Stevenson filed this complaint on October 5, 2001, alleging violations of 42 U.S.C. § 1981, § 1985, and §§ 2000e — 2000e-5, and the Tennessee Human Rights Act, and seeking back and front pay, declaratory and injunctive relief, compensatory and punitive damages, and attorney’s fees and costs. The defendants filed motions to strike a portion of the declaration of Tony Pearson, a former Rayloc employee, on the basis that it was inadmissible hearsay, and for summary judgment. The motion to strike was referred by the district court to the magistrate judge, who granted the motion when Stevenson did not file a timely response. The district court subsequently granted summary judgment for the defendants and dismissed the action.

Because the parties were not able to agree on the matter of costs, pursuant to Rule 54.1 of the Local Rules for the Western District of Tennessee, the clerk of the court was required to assess costs. The clerk assessed $2,079.42 against the plaintiff in favor of the defendants. The plaintiff then moved for a review of the motion, arguing that the costs had been taxed prematurely, because an appeal was still pending, and that the amount was calculated incorrectly. The district court denied this motion.
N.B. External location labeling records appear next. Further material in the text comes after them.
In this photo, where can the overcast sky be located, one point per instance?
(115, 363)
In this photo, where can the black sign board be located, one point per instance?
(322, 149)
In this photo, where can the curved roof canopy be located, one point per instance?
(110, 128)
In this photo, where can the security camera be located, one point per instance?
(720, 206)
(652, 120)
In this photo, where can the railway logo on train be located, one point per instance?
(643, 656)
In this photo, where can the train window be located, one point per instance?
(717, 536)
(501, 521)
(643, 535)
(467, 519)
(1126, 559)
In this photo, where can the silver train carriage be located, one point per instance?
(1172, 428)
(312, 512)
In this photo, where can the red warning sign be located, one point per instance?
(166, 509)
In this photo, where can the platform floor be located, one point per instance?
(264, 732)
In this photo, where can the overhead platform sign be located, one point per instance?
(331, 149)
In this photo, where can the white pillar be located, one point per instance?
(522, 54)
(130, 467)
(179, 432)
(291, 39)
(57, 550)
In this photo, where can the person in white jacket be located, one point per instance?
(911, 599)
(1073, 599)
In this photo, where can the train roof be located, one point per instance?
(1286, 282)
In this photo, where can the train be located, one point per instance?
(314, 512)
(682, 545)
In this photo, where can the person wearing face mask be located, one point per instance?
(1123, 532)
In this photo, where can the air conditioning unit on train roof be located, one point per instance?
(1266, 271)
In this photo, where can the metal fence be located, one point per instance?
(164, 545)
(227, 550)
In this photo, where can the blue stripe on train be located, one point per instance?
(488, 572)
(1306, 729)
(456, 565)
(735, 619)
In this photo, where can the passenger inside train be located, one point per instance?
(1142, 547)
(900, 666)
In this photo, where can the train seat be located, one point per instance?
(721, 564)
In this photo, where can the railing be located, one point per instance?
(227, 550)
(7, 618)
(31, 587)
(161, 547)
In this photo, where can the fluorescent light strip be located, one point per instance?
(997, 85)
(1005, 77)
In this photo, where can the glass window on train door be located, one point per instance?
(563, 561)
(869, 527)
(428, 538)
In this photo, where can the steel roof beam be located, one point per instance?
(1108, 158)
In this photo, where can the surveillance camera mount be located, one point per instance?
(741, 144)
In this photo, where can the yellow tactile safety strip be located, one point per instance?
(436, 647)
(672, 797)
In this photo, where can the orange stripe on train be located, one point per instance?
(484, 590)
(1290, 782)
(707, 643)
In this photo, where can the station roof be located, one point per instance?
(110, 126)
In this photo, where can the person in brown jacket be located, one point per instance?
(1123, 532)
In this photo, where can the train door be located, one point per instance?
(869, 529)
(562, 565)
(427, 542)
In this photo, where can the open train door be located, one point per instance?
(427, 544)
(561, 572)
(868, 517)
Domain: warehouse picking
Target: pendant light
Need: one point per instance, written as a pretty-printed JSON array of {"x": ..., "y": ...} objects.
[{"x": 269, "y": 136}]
The plaintiff now appeals both orders.

DISCUSSION

The district court granted summary judgment for the defendants based on a determination that Stevenson’s suit was barred by the statute of limitations. As the district court explained in its opinion, under the Title VII, a party must file a charge with the EEOC within 300 days of the alleged discriminatory practice. 42 U.S.C. § 2000e-5(e). Under the Tennessee Human Rights Act and under 42 U.S.C. §§ 1981 and 1985, the statutory period for filing is one year. Tenn.Code Ann. §§ 28-3-104(a)(3) and 4-21-311(d); see also Goodman v. Lukens Steel Co., 482 U.S. 656, 660-61, 107 S.Ct. 2617, 96 L.Ed.2d 572 (1987) (directing federal courts to apply the most appropriate or analogous state statute of limitations in §§ 1981-1985 actions). The district court held that the time period in both instances began to run in October 1998, when Vinson was given the “expeditor” position. Using this starting point, Stevenson’s claims are clearly time-barred. However, the plaintiff continues to argue that the period should not have begun to run until February 2001, when he discovered that Vinson was making more money than he was. To support his contention, Stevenson cites our decision in EEOC v. UPS for the proposition that:

The United States Supreme Court has held that the limitations period does not begin to run on a claim for employment discrimination until an employer makes and communicates a final decision to the employee. See Delaware State College v. Ricks, 449 U.S. 250, 258, 101 S.Ct. 498, 66 L.Ed.2d 431 (1980). Once the employee is aware or reasonably should be aware of the employer’s decision, the limitations period commences.

EEOC v. UPS, 249 F.3d 557, 561-62 (6th Cir.2001).

We find it difficult to understand how someone who believed that he became the “lead man” in September 2000 should not reasonably have been aware that he was not actually in that position or being paid commensurately until February 2001.